Kimseye kendimizi beğendirmek gibi bir derdimiz yok. Ne kadar çok kişi eleştirirse, ne kadar doğru yolda olduğumuzu anlarız. Çünkü doğru olanın destekçisi pek olmaz. O yapayalnızdır.
Konuya devam edeceğiz inşaallah
Vesselam
Hocam yalnız değilsiniz. Gıda konularında hep en keskin ama üstü kapalı çözüm olarak değindiğiniz Bu milletin sesini yükseltmesi 15 temmuz gibi sokaklara çıkmasını açıklayın Eylem yapalım, bildiri yapalım imza toplayalım, bunların düzenlemesini fikirlerinizi bize bildirin bu konu hakkında yazılar yazın. Sivil toplum örgütlerini haber edelim aynı anda farklı yerlerde belli bir süre diretelim. Parça parça bu reisi ve milleti 16 nisan öncesi reklamıyla tehdit eden ülker şerefsizini devreden çıkaralım. Diğer gıda teröristlerini bastıralım. Müslüman gıdacıları teşvik edelim,
Bu arada Reis'in bu sözünü Yiğit Bulut da çok kullanır.
Sedat Peker Reis'in dediği gibi; Doğruların gözle görülmeyen orduları vardır.. Yanlız değilsiniz hocam.. Allah sizden razı olsun.

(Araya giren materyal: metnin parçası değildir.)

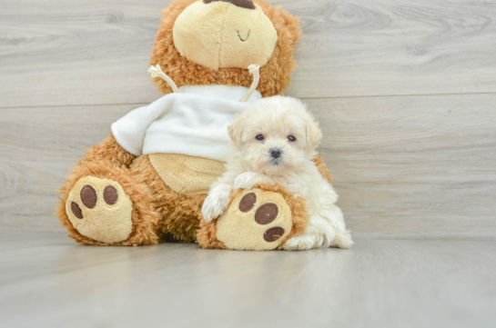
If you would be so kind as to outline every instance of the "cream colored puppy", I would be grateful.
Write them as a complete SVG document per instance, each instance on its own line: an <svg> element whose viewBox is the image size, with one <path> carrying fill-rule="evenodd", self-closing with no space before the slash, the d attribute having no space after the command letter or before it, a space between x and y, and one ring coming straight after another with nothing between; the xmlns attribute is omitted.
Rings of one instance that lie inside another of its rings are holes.
<svg viewBox="0 0 496 328"><path fill-rule="evenodd" d="M338 194L312 159L322 138L318 123L298 99L275 96L258 100L228 127L232 140L227 172L212 184L203 204L208 222L221 215L231 192L258 182L275 183L305 198L310 216L307 231L283 245L309 250L353 244Z"/></svg>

'Ya kafaları basmıyor, ya da iyi niyetli değiller…' evet bir kısmının kafaları basmıyor bir kısmınında niyeti kötü. bence sektörde olanların niyeti kötü onların kafaları basıyor ama bile bile yapıyorlar. kafaları basmayanların da kafalarını bastırmaya niyetleri yok düşünmüyorlar sorgulama melekelerini yitirmişler.
'Ne yazarsan yaz, ne söylersen söyle, kişi kapasitesi kadar anlar.' sözünüz çok doğru. ayrıca gerçeği duymak bilmek de istemiyor milletimiz. işimize gelmiyor hakikat . çünkü kabul ederlerse harekete geçmek zorunda kalacaklar.